Published on 26th October 2025
We have had a major report published by the Institute for Research in Economic and Fiscal Issues.
It is about the plans of the UK government to launch a decade-long programme of ‘investment’ in industry, infrastructure and Net Zero, greatly expanding the state’s role in the economy.
You can download the full report here.
The programme is to be funded entirely with new debt of £1.64 trillion: the same amount as the spending programme. This is 58% of the UK’s 2024 GDP, on top of the UK’s existing Public sector net debt of around 100% of GDP.
Here is the graphic in the Sunday Telegraph today showing the effect of this new debt being added on top of Public sector net debt, and the other main ‘shadow debts’ of the UK:

The funding models for the programme ensure, however, that none of the debt will appear in the generally-accepted measures of a nation’s debt, like ‘Public sector net debt’ or ‘General government gross debt’.
The funding models for the programme nevertheless ensure that the burden of debt service will fall squarely on the shoulders of the same UK businesses and individuals who are responsible for ‘Public sector net debt’ and ‘General government gross debt’.
The debts will be ‘shadow debts’ of the UK, to service and repay which there will need to be a colossal imposition of ‘shadow taxation’. The programme will test the financial resources of UK businesses and individuals to breaking point, and possibly beyond.

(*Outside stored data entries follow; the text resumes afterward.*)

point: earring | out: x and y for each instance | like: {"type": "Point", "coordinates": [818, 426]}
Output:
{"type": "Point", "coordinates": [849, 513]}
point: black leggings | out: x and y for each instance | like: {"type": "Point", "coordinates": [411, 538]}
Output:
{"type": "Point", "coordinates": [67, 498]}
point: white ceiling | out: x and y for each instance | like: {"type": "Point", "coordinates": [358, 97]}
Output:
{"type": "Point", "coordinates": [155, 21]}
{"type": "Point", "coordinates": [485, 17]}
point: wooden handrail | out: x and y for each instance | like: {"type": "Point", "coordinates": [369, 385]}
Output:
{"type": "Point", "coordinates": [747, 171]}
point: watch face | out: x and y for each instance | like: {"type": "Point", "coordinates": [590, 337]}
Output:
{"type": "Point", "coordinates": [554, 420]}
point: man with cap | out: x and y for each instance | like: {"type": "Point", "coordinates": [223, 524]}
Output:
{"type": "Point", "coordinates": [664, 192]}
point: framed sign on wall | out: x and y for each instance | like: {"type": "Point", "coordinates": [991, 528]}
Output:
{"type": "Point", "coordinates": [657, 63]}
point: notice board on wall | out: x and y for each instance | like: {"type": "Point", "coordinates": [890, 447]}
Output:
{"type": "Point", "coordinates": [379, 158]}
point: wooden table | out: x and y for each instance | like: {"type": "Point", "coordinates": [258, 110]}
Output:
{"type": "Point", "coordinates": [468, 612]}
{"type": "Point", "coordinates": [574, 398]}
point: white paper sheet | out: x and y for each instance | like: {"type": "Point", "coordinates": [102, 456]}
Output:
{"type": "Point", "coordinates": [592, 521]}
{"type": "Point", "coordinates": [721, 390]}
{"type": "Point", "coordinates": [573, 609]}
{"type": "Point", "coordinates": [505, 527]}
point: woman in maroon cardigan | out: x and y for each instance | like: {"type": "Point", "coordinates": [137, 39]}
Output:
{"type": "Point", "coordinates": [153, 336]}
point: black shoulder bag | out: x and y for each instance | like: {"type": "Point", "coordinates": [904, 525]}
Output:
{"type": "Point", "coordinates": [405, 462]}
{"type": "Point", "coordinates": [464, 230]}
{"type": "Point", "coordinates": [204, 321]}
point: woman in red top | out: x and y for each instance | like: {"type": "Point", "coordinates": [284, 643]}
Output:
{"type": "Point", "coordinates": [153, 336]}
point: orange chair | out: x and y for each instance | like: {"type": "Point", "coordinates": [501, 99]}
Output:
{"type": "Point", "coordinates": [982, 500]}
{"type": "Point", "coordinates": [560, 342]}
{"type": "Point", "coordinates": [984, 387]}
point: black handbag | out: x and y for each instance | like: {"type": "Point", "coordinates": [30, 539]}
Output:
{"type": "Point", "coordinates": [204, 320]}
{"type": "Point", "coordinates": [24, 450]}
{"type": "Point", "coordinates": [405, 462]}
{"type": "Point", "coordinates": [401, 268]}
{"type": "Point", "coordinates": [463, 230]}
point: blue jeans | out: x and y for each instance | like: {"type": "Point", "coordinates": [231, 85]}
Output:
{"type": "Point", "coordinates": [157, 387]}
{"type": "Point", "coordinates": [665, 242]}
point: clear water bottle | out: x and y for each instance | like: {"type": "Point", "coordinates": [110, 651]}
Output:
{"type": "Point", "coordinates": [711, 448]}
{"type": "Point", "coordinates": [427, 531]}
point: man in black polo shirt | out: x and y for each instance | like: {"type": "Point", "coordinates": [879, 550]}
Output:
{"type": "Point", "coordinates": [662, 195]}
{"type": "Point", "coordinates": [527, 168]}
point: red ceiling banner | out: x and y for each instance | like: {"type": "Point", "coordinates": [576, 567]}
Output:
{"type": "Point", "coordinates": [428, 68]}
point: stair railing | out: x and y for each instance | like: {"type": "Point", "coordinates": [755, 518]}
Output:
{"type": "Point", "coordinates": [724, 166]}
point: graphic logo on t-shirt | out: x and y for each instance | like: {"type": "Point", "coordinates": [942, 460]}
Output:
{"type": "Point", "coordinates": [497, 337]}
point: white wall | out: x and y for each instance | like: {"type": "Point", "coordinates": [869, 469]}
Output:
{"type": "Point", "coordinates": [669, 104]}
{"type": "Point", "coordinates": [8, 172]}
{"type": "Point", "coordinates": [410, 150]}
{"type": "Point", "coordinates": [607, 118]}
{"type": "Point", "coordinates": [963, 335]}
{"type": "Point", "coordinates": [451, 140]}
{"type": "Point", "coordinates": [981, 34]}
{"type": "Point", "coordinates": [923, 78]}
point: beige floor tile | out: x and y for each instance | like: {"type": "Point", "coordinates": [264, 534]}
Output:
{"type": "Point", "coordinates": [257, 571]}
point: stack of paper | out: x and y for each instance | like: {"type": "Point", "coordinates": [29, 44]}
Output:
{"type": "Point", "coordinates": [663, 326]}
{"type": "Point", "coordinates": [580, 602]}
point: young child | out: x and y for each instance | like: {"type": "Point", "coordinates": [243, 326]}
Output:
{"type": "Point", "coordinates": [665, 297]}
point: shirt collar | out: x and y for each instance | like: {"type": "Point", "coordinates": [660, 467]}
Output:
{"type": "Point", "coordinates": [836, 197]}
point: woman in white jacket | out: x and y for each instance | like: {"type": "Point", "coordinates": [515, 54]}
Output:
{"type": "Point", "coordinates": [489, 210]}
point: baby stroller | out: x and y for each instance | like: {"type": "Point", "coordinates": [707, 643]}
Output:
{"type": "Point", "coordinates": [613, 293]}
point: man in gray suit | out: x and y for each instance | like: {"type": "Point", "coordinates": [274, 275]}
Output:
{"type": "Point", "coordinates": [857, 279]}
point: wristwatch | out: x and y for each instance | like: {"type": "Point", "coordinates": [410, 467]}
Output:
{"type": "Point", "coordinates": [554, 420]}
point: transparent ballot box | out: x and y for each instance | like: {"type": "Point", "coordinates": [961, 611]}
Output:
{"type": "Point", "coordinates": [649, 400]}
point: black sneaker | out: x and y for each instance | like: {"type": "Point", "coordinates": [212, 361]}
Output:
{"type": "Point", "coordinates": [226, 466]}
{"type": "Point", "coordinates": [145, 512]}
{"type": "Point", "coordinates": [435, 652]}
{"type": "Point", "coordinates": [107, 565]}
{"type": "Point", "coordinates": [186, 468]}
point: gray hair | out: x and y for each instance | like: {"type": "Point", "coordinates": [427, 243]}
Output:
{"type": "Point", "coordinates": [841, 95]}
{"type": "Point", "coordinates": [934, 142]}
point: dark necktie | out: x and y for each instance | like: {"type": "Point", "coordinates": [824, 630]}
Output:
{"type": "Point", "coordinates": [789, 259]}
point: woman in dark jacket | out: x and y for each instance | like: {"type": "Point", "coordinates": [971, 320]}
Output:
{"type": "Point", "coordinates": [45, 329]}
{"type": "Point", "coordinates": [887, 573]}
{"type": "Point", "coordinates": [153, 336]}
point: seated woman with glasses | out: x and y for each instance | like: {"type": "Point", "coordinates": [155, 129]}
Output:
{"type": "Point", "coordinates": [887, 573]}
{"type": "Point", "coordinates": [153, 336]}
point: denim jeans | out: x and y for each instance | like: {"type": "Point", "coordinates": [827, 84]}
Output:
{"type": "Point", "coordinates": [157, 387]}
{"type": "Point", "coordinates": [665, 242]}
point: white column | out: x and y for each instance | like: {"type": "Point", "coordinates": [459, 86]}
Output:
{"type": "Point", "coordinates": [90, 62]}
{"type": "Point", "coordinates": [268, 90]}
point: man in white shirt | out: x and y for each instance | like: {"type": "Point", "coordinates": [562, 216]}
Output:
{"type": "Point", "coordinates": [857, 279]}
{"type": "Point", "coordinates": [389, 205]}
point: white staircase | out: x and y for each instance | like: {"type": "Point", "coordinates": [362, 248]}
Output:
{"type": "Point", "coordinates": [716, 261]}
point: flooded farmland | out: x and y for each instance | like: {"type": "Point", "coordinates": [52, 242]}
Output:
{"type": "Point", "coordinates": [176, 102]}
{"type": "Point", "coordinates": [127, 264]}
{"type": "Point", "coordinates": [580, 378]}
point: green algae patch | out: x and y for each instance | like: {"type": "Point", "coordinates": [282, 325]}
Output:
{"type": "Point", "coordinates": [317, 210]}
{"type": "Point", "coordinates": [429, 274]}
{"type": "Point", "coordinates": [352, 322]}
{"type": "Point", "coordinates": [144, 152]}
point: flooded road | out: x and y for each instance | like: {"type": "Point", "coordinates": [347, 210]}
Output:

Hence the UK will act as a sandbox for an extreme and rapid implementation of these funding models, to fulfil public policy objectives.
The government plans to borrow around £270 billion of the total itself, as its contribution to the spend, and to make that borrowing disappear inside its new measure of the UK public debt, called ‘Public sector net liabilities’.
The remaining amount of £1.37 trillion is due to come from UK pension funds and miscellaneous international sources including China, and shadow banks.
The funding models are ones in common usage in the world of hedge funds, private equity, and shadow banking:
- A new version of Private Finance Initiative (PFI), originally invented in the UK, for schemes where a public sector entity is the user of the asset that is constructed;
- A ‘Direct sale’ scheme, based on the EU’s InvestEU model and frequently employed for clean power projects, whose product or service is billed directly to UK businesses and individuals as a quasi-tax.
Both types of scheme offer high returns to investors in them: consequently they are disastrously expensive for UK businesses and individuals.
Out of the £1.64 trillion investment amount, about £350 billion can be done through PFI at a lifetime cost of £512 billion.
The remaining £1.29 trillion can be done through the ‘Direct sale’ model at a lifetime cost of £6,151 billion.
The total financial imposition – at £6.7 trillion – comes out as 234% of the UK’s 2024 GDP.
At its peak, the debt service equates to an increase in taxation of 15% of GDP, from its current level of 35% of UK GDP to 50%.
The programme will test how many burdens can be placed on a Western capitalist economy before it collapses, and whether economic collapse takes the Western social and political model of a liberal representative democracy under the rule-of-law down with it.
It will test the limits of tolerance on the side of an electorate for the degree to which their representatives can act against their interests, both themselves, and in appointing further officials with delegated powers to act in their name but with indirect, if any, accountability.